# Now, we will process the images using transformations to get more data for each celebrity. We ultimately want 300 augmentied images for each celebrity

## Packages needed:

pip install opencv-python

pip install numpy

pip install tensorflow

pip install scipy

pip install Pillow==10.2.0

pip install facenet-pytorch


## Installing LibGL library:

### On Debian/Ubuntu-based Linux systems, run:

sudo apt-get update

sudo apt-get install -y libgl1-mesa-glx

### On CentOS/RHEL-based systems, run:

sudo yum install mesa-libGL

In [1]:
import os
import shutil
import cv2  # OpenCV for face detection
from tensorflow.keras.preprocessing.image import ImageDataGenerator, load_img, img_to_array, array_to_img

# Set paths
base_path = "/workspace/DS4002Project3/DATA/celebrities"  # Original dataset path
extra_output_path = "/workspace/DS4002Project3/DATA/celebrities_extra"  # Folder for augmented images
all_output_path = "/workspace/DS4002Project3/DATA/celebrities_all"  # Folder for final dataset

# Set the path to the Haar cascade file for face detection
haar_cascade_path = "/workspace/DS4002Project3/DATA/haarcascade_frontalface_default.xml"  # Update this path if needed

# Clear output folders if they exist
for path in [extra_output_path, all_output_path]:
    if os.path.exists(path):
        shutil.rmtree(path)
    os.makedirs(path, exist_ok=True)

# Data augmentation settings (generate exactly 5 versions per image)
datagen = ImageDataGenerator(
    rotation_range=10,  # Reduced rotation range
    width_shift_range=0.1,  # Smaller width shift to avoid faces being cropped out
    height_shift_range=0.1,  # Smaller height shift to avoid faces being cropped out
    shear_range=0.2,  # Moderate shear
    zoom_range=0.1,  # Zoom in slightly without cropping the face
    horizontal_flip=True,  # Horizontal flip to add variation
    fill_mode='nearest'  # Nearest mode to fill in pixels after transformations
)

# Function to check if a face is detected in an image using OpenCV
def detect_face(image_path):
    face_cascade = cv2.CascadeClassifier(haar_cascade_path)
    image = cv2.imread(image_path)
    gray = cv2.cvtColor(image, cv2.COLOR_BGR2GRAY)
    faces = face_cascade.detectMultiScale(gray, 1.1, 4)

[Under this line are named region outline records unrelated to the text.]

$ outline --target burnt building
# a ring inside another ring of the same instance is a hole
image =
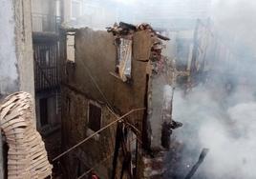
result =
[[[32,47],[37,129],[47,134],[60,124],[60,2],[32,2]]]
[[[62,149],[79,144],[63,166],[69,178],[92,170],[100,178],[160,177],[172,128],[173,62],[160,40],[168,38],[146,24],[108,30],[63,33]]]

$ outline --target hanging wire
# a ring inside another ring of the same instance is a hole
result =
[[[101,132],[102,130],[108,129],[109,127],[111,127],[112,125],[116,124],[118,121],[122,121],[122,119],[126,116],[128,116],[129,114],[135,112],[135,111],[139,111],[139,110],[144,110],[145,108],[142,109],[135,109],[130,110],[129,112],[125,113],[124,115],[122,115],[121,117],[118,117],[117,120],[111,122],[110,124],[108,124],[107,126],[103,127],[102,129],[100,129],[99,130],[96,131],[95,133],[93,133],[92,135],[86,137],[84,140],[82,140],[81,142],[77,143],[76,145],[75,145],[74,147],[70,148],[69,149],[67,149],[66,151],[62,152],[61,154],[59,154],[58,156],[56,156],[55,158],[53,158],[52,160],[52,162],[54,162],[55,160],[59,159],[60,157],[62,157],[63,155],[67,154],[68,152],[72,151],[73,149],[75,149],[75,148],[77,148],[78,146],[82,145],[84,142],[88,141],[89,139],[93,138],[94,136],[96,136],[97,133]]]

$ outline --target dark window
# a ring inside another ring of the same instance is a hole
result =
[[[89,104],[89,124],[88,127],[94,131],[100,129],[101,109],[98,106]]]
[[[70,113],[70,111],[71,111],[71,98],[68,96],[66,98],[66,104],[67,104],[67,112]]]
[[[41,126],[48,124],[47,98],[40,99],[40,123]]]

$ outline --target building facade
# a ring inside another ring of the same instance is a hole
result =
[[[88,28],[65,35],[75,35],[75,61],[62,59],[62,149],[94,135],[63,156],[67,176],[161,176],[172,76],[160,40],[143,28],[124,39]]]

    # Ensure at least one face is detected with reasonable size
    for (x, y, w, h) in faces:
        if w > 50 and h > 50:  # Only consider faces with a reasonable size
            return True
    return False

# Loop through each celebrity folder
for celeb in os.listdir(base_path):
    celeb_folder = os.path.join(base_path, celeb)
    save_folder = os.path.join(extra_output_path, celeb)
    os.makedirs(save_folder, exist_ok=True)  # Create sub-folder for each celebrity

    # Detect images with .jpg, .jpeg, or .png extensions
    images = [img for img in os.listdir(celeb_folder) if img.endswith(('.jpg', '.jpeg', '.png'))]

    # Initialize the image index to start from 1
    image_index = 1

    # Save the original images (index 1-100) and create augmented versions (index 101-400)
    for image_name in images:
        img_path = os.path.join(celeb_folder, image_name)
        img = load_img(img_path)
        x = img_to_array(img)
        x = x.reshape((1,) + x.shape)  # Reshape to (1, height, width, channels)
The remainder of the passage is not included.